Gardienne d’une maison dont les proprios juifs sont partis « définitivement en vacances » à l’hospice, elle tombe amoureuse de l’édifice. L’occasion de claquer quelques punchlines à sa façon, comme « L’amour s’en fout des barres d’immeuble » ou « Je fais provision de provisoire ». Ce qui ne préserve pas Roland, éphémère donc éternellement insaisissable : « Le mot toujours restera pour toujours dans ta voix qui dit toujours », affirme la fistonne. Or, elle se met curieusement à bégayer quand elle évoque l’aphasie de son père, comme Romain Didier, au Café de la danse, affrontait son trou de mémoire au moment de chanter – non, pas « Elsa Haimer » mais « Amnésie », une chanson dont, précisément, le refrain gémit : « Ram’nez-moi d’vant un papa… Non, c’est pas lui. »

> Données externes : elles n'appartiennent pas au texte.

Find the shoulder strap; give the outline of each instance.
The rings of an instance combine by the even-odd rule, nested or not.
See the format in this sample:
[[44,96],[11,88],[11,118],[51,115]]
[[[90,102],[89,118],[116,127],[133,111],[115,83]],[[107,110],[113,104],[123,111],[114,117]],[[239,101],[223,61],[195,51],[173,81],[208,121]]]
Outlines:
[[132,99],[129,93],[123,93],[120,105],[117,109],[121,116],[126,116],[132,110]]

Ainsi, l’insaisissabilité se renverse. Celle de la fifille devient celle du papa. Le regard le reconnaît quand, dans la maison de l’Essonne acquise sous la houlette de Maria (et enfin appelée « La Saucée »), on met un couteau à droite de l’assiette du patriarche comme si on ne savait pas qu’il serait incapable de s’en servir. Dès lors, comme si l’insaisissabilité était intérieure, on rêve que les noyaux des pruniers se souviennent des fleurs. Comme si l’insaisissabilité était contagieuse, « à la fin, tu étais devenu une transparence et nous-même, à vivre autour de toi, nous avions fondu ». Comme si l’insaisissabilité était elle-même illusion insaisissable, le disparu paraît « toujours vivant quand je ferme les yeux, et aussi quand je ne les ferme pas. »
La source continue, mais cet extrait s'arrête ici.